SIP Trunk Channels: The Basics
Does your organization still rely on a traditional private branch exchange (PBX) for most of its calling activity? Have you recently — or not so recently — ditched the PBX in favor of something newer, sleeker, and cloud-based? Either way, with the cost and general difficulties of the PBX, there's a good chance your memories of the technology aren't so fond.
SIP trunking takes an organization's communication activity and sends it over a data connection — which means it has several advantages over the plain old telephone service. Not only does it slash or completely get rid of long distance bills, many providers allow businesses to maintain a virtual presence via the phone numbers they utilize, freeing organizations from the area codes and prefixes of their geographic region. That makes running a multi-location business easier than ever, since SIP trunking handles an organization's communications as a single entity with account administration and billing managed centrally.

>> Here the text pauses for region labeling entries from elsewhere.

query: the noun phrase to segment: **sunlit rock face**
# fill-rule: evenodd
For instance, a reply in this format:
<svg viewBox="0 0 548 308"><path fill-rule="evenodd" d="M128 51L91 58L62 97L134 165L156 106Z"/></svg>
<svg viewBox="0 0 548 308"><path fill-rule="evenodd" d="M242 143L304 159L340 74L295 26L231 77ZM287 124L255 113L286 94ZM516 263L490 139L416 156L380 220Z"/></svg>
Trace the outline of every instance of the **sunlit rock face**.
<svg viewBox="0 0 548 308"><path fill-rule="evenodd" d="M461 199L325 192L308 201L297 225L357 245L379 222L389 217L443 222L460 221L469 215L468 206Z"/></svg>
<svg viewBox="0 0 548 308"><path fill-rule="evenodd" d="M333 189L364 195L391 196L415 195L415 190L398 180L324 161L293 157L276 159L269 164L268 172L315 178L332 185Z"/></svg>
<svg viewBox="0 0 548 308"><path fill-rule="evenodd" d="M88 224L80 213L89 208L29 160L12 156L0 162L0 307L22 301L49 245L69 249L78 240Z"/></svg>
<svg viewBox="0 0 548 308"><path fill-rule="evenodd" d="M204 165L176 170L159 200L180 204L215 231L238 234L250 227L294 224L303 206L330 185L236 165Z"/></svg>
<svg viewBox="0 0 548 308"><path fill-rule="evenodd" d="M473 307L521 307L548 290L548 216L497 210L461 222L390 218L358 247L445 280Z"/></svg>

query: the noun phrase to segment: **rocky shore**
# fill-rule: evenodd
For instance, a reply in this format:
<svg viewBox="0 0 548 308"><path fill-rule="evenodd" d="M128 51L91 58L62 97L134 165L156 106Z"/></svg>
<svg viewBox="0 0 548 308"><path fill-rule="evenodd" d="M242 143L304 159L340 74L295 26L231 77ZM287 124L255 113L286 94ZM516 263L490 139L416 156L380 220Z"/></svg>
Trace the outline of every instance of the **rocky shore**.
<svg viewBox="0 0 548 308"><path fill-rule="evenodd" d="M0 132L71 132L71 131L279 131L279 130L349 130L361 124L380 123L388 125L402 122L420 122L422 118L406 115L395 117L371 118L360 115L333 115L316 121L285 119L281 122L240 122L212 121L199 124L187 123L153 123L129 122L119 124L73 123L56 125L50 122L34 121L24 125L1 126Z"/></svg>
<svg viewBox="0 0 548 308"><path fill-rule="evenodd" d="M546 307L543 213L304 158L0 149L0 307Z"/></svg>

Compared to managing a complex PBX or web of regional providers, this basic simplification can create huge efficiencies for the client organization. Technical concerns, line additions, and even minor feature additions become much easier when every line on the company's bill is under a single umbrella.
Combined with the other unified communications formats SIP trunking can help support, you'll build a versatile, flexible, and highly scalable tool that can handle just about anything.
Enabling the Future of Communication
A SIP connection's capabilities shine in a modernized, multi-format communication structure. With the financial and production efficiencies it creates, thousands of organizations have spent less money and effort on their most valuable communication tools — all while adding capabilities that employees, clientele, and partnering organizations need to communicate at their best.
Just consider the complexity of the standard PBX setup. Even for simple voice calling, the technology requires an extensive amount of hardware at each linked location, with additional hardware needed every time a new line or basic feature is added. Features like videoconferencing, instant messaging, and shared work spaces have to be handled through a separate service — there's no easy way to link these capabilities to a landline.
But SIP trunk channels work over a data network. Since the protocol is designed to facilitate a broad, constantly evolving variety of tasks, the same tools that require individual appliances can be carried over the same network. There's no need for individual circuits for calling and videoconferencing.
The savings this introduces are attractive enough for single-location businesses, but the advantages really shine for distributed organizations. Instead of installing specialized hardware and circuits for each location that needs a videoconference connection, the business saves with each unit of the organization it adds to its collection of SIP trunk channels.
Compared to the standard PBX setup, SIP trunking decreases complexity for IT teams, providing critical functionality needed to have truly unified communications. Rather than assembling multiple tools in a piecemeal fashion, the protocol's universal approach to communication formats carries all the data it supports over a single connection.
Supporting the Remote Workforce and Business Growth
Of course, branch offices aren't the only form of distribution in contemporary business. With working from home moving from a rare perk to a baseline expectation, and smartphone- and laptop-equipped employees able to work anywhere they choose, any technology that extends the organization's video communications outside the normal four walls is a welcome addition.
SIP trunking is an ally for a growing business. Instead of hardwired connections, new channels can be added with a few clicks of your mouse. Devices used by remote employees can be added with little effort. In practice, this means roving sales agents, field-based employees, work from home professionals, and anyone else can maintain the same video presence as the employees at the office.
These strengths are just a small part of the utility SIP trunking offers an organization. Combined with the other unified communications formats it can help support, you'll build a versatile, flexible, and highly scalable tool that can handle just about anything.